What is the purpose of using a helper function to build nodes for data structures like tries and linked lists?

158 Views Asked by At

I've been working on Leetcode questions trying to improve my coding skills and I became curious about this when doing this problem https://leetcode.com/problems/implement-trie-prefix-tree/

Most answers I found online implement the trie by creating a node struct and then using a build method to instantiate the node and fill it with default values. But I'm wondering why this is necessary and they don't just define the Node with those default values? I tried it and it seems to work exactly the same without the build method so I've got to assume it's some sort of best practices reason. I can understand why a build method would be better for a more complicated node structure. But, what I'm really interested in is what can go wrong with what I did because I haven't been able to find any conclusive answers to that.

Typical Solution:


class Trie {

private:

    struct Node {
        bool isWord = false;
        Node* children[26];
    };


    Node* buildNode(){// helper method to build the default node
        Node* root = new Node();
        root-> isWord = false;
        for (int i = 0; i<26; i++){
            root->children[i] = NULL;
        }
        return root;
    }

    Node* root;

public:
    Trie() {
        root = buildNode();
    }
    
    void insert(string word) {
        Node* curr = root;
        for (char ch : word){
            int index = ch - 'a'; // convert char to int 0-25
            if (!curr->children[index]){//if NULL
                curr->children[index] = buildNode();
            }
            curr = curr->children[index];
        }
        curr->isWord = true;
    }

My Solution:

class Trie {

private:

    struct Node {
        bool isWord = false;
        Node* children[26] = {};
    };

    Node* root;

public:
    Trie() {
        root = new Node();
    }
    
    void insert(string word) {
        Node* curr = root;
        for (char ch : word){
            int index = ch - 'a'; // convert char to int 0-25
            if (!curr->children[index]){//if NULL
                curr->children[index] = new Node();
            }
            curr = curr->children[index];
        }
        curr->isWord = true;
    }

both implementations seem to work and perform the same way. So why is the first one preferred over the 2nd?

1

There are 1 best solutions below

0
tbxfreeware On

LeetCode has issues

As was noted in the comments, your code gets the job done. I expect it passes all LeetCode tests.

But it sure does not pass mine! Although I like your solution better than the one with a separate "build" routine, you would probably get into trouble if you submitted your code to a job interviewer. On the up-side, you have gotten the insertion algorithm exactly right. That's better than about half of the small sample of solutions I checked on the LeetCode website.

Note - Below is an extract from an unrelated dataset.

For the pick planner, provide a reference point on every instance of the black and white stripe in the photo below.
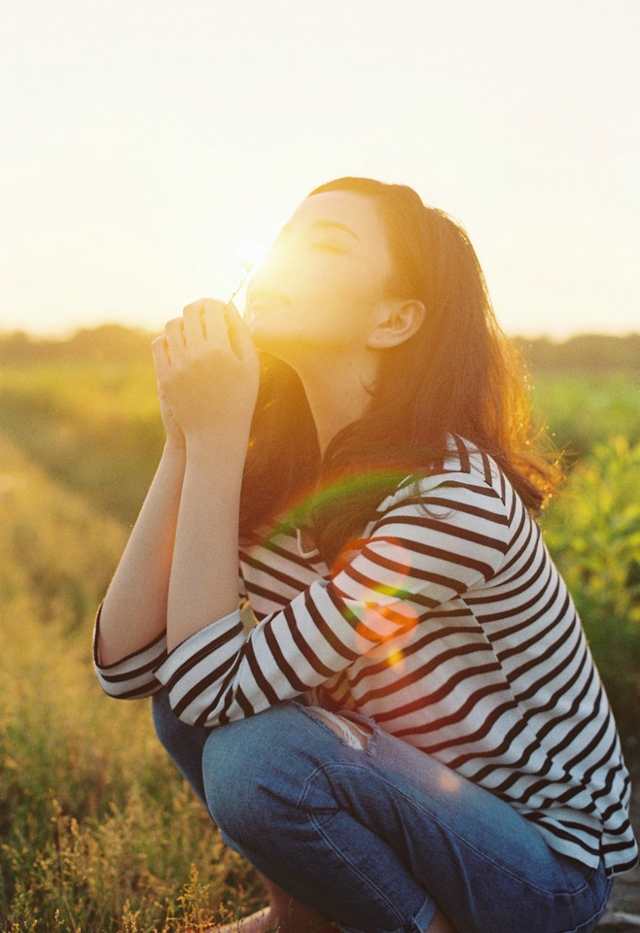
(451, 628)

Unfortunately, however, your use of raw pointers and operator new, with no matching calls to operator delete, has created a gigantic memory leak. When you use operator new, you have a responsibility to write a proper destructor to clean up, when your objects are deallocated.

The fact that LeetCode allows you to skip this is the sort of thing that makes folks say:

...because leetcode doesn't teach C++ and good C++ practices.

Most of leetcode solutions (including yours unfortunately) would never make it to production in a decent engineering environment.

Avoid competitive coding sites when learning a language. Many (most) promote horrible basic coding practices...

Even if you had supplied a destructor, I think your solution should still be rejected by LeetCode, because it does not use one of the smart pointers from the Standard Library. In a production setting, class Trie would almost certainly be coded using std::unique_ptr.

It is revealing that LeetCode does not ask programmers to code a function to erase keys from a Trie. That would open the issue of deleting nodes. With a smart pointer, it is not too difficult (see below), but with raw pointers you will find yourself coding some sort of "tear-down" routine that is analogous to the "build" function cited in the OP.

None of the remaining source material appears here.